I would have never said this a few months ago, but I’m now pondering the idea of a new “special relationship” in my Los Angeles Daily News column today. Hint: They were quite special friends in helping America win her independence… and once changed the dynamics of papas fritas:
“Even the most loving of special relationships can fizzle.
Sometimes no one’s really to blame for this, or at least that’s what the Cosmo article about moving on will tell you. Sometimes two parties just grow apart, begin to see the world differently, have polar goals.
And when that happens, you can either accept it and become, as Kyra Sedgwick said in the movie ‘Singles,’ one of those couples who sit in Denny’s and don’t speak to each other, or you can find a new lover.
Perhaps - ooh-la-la - a French one?
The term ’special relationship’ has long been used to describe the United States and the United Kingdom. It has included alliance on military matters, as well as nonmonogamous financial relations. And as far as cultural ties, we’ll always be grateful for the Beatles and Ozzy, and may forgive our cross-pond paramours one day for the Spice Girls.
But this is not Margaret Thatcher’s Britain anymore. Tony Blair, who has steadily weathered criticism for his alliance with George W. Bush, is soon stepping aside and Chancellor of the Exchequer Gordon Brown is set to take his place. The next challenge the Labour Party will face is the Conservative Party - also not Thatcher’s anymore - and prime minister wannabe David Cameron, who has turned pimping for votes by changing a party’s platform into an art form.
Polls show that Americans still like Britain, but Brits tend to be more soured on considering the U.S. a key ally. Meanwhile, the U.K.’s own image has suffered from a dangerous rise in Islamic extremism on home soil and the embarrassing hostage incident this year with Iran, when afterward a young sailor told tabloids that Iranian guards had upset him by comparing him to Mr. Bean.
Could it be that a more fulfilling special relationship awaits across the English Channel?

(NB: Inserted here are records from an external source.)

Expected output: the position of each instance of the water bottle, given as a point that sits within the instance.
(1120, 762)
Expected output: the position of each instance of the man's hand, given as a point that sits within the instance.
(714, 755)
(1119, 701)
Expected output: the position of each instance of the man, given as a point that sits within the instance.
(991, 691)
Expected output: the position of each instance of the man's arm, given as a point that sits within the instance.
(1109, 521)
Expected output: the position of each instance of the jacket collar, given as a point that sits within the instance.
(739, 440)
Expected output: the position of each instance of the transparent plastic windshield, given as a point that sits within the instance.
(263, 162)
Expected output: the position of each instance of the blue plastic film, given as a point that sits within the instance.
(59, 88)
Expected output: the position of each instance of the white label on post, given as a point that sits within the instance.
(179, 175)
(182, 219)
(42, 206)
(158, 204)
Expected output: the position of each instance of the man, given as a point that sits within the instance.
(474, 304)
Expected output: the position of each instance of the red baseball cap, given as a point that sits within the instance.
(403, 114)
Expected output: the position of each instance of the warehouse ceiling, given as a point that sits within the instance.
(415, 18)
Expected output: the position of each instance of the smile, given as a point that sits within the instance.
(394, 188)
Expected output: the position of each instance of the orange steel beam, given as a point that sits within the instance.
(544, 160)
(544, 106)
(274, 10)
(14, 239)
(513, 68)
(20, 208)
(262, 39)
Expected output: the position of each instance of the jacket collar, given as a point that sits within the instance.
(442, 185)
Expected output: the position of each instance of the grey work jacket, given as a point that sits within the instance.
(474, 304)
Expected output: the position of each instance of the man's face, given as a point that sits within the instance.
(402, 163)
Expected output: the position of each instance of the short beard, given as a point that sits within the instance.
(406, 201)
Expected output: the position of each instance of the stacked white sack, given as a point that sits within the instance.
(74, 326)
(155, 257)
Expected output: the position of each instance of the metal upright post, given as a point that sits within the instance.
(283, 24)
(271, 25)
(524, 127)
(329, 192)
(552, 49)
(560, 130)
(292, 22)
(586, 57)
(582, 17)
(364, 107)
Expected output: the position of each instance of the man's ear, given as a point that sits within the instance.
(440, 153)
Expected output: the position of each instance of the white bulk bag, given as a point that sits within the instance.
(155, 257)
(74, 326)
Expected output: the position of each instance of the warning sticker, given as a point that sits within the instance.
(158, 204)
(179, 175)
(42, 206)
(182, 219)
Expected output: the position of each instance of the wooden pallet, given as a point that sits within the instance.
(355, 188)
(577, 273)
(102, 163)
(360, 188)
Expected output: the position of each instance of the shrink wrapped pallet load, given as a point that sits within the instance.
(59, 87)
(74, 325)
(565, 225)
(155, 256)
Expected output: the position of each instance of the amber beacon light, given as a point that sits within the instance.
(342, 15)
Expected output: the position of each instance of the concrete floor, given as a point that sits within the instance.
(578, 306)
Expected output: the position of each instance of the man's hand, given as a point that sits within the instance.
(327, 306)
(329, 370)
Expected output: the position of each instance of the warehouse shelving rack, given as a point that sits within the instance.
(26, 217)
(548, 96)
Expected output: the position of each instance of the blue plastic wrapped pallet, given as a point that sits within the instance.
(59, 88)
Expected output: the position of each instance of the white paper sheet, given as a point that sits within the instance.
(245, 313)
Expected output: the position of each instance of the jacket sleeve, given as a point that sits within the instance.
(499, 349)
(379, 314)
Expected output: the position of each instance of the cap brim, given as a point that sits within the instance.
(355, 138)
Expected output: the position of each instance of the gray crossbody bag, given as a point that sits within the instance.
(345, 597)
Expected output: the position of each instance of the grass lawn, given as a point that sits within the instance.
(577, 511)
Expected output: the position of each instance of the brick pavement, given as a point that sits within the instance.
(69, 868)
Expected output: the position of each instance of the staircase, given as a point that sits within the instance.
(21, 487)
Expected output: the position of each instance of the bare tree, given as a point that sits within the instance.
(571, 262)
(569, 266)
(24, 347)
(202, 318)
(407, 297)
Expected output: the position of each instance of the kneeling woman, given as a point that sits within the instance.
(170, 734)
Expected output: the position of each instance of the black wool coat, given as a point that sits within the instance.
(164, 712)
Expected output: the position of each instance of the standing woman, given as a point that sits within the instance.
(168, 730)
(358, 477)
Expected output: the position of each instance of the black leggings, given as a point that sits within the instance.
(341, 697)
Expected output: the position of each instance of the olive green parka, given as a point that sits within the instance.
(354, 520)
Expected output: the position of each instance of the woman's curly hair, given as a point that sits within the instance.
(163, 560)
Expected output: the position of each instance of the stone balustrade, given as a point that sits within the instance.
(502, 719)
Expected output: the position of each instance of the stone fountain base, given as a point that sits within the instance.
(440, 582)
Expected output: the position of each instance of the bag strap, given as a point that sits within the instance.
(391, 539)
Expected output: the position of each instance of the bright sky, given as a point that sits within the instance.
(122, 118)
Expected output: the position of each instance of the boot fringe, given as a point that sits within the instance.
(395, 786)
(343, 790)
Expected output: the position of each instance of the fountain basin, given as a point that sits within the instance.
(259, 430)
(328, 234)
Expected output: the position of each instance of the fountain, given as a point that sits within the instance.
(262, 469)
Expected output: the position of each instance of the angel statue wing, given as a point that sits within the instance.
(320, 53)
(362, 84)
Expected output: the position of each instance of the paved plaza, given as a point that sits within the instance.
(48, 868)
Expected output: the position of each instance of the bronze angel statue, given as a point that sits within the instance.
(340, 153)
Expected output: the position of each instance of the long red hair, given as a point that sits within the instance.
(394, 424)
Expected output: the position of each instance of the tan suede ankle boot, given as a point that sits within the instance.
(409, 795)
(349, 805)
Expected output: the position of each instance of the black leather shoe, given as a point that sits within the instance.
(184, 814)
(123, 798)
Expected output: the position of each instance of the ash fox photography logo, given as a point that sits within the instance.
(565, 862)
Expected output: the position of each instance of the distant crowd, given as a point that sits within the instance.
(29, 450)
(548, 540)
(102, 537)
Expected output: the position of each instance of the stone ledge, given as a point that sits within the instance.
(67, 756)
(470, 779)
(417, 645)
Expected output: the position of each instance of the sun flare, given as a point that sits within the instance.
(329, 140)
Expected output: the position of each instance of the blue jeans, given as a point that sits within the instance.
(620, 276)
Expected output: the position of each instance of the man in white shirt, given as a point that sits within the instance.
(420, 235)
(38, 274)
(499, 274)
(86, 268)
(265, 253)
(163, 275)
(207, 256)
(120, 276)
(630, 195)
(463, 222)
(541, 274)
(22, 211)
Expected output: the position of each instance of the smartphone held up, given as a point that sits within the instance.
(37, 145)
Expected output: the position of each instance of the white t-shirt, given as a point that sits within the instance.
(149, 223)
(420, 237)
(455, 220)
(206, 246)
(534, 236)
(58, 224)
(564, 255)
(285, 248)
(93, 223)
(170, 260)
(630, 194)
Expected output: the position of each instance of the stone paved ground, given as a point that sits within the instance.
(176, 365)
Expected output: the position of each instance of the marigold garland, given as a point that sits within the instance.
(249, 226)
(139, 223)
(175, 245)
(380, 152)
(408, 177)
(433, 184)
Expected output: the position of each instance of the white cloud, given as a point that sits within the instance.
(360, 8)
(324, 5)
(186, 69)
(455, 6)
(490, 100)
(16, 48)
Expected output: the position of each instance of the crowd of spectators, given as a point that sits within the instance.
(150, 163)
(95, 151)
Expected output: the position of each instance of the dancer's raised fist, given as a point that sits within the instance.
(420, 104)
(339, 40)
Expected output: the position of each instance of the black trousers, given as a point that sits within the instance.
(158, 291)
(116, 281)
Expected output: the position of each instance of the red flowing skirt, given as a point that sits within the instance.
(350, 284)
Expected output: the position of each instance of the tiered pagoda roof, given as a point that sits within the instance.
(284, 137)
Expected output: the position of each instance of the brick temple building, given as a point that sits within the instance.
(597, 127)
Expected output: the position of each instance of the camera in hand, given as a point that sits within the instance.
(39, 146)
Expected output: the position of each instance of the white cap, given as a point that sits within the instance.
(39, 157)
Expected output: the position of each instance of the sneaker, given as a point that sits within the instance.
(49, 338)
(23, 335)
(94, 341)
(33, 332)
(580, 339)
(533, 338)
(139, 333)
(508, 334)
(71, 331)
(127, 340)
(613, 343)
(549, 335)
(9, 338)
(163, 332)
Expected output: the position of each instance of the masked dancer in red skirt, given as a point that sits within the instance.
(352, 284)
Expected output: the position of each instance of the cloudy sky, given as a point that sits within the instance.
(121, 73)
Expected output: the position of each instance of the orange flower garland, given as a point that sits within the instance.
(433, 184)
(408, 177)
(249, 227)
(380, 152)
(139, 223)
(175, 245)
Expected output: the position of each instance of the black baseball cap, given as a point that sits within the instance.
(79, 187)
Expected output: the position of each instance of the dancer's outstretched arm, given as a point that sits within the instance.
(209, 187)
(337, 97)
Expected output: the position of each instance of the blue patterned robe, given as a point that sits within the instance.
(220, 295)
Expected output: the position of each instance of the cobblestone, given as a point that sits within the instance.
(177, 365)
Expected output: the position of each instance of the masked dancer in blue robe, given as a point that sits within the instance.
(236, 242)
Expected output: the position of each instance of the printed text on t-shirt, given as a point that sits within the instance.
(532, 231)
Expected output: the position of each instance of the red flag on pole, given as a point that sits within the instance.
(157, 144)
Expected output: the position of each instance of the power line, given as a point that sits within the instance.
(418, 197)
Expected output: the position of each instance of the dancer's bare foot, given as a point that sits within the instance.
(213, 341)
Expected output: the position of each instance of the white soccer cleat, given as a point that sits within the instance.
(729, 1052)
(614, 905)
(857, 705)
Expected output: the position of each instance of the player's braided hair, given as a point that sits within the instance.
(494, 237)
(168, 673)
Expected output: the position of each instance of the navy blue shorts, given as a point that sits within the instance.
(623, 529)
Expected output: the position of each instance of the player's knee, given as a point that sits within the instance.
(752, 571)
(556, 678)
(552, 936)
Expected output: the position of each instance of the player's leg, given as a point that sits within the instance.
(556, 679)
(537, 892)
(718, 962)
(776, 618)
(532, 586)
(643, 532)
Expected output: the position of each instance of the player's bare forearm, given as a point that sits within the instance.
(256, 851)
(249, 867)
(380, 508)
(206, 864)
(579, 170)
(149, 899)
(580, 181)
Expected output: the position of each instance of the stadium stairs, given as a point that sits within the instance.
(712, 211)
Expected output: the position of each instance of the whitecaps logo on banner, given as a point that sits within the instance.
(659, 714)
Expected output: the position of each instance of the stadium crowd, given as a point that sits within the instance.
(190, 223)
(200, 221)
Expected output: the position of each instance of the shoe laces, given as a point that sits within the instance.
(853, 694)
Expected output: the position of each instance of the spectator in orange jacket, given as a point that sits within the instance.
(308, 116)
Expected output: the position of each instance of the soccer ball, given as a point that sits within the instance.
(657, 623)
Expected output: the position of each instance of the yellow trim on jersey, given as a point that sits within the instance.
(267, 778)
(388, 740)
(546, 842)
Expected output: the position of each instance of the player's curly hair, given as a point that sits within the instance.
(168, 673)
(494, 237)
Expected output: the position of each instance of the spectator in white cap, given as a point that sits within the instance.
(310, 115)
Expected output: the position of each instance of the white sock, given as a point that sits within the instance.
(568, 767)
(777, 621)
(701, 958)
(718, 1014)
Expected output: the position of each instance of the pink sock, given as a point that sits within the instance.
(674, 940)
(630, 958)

It may have been unthinkable in the days of Jacques Chirac, when french fries became Freedom Fries and Bill O’Reilly called for a boycott of France. But there’s a new sheriff in town, and he promises to alter much of the political model that has inspired so many French jokes by people who actually work 40 hours a week. In fact, in a poll commissioned by the French-American Foundation after French elections, 80 percent of Americans said it was important for the U.S. to have good future relations with France.
And after powering through that contentious election, President Nicolas Sarkozy is poised to shift the landscape of power in Europe. …”
Read the whole thing! And mark on your calendars the day in history that Bridget started favoring the French…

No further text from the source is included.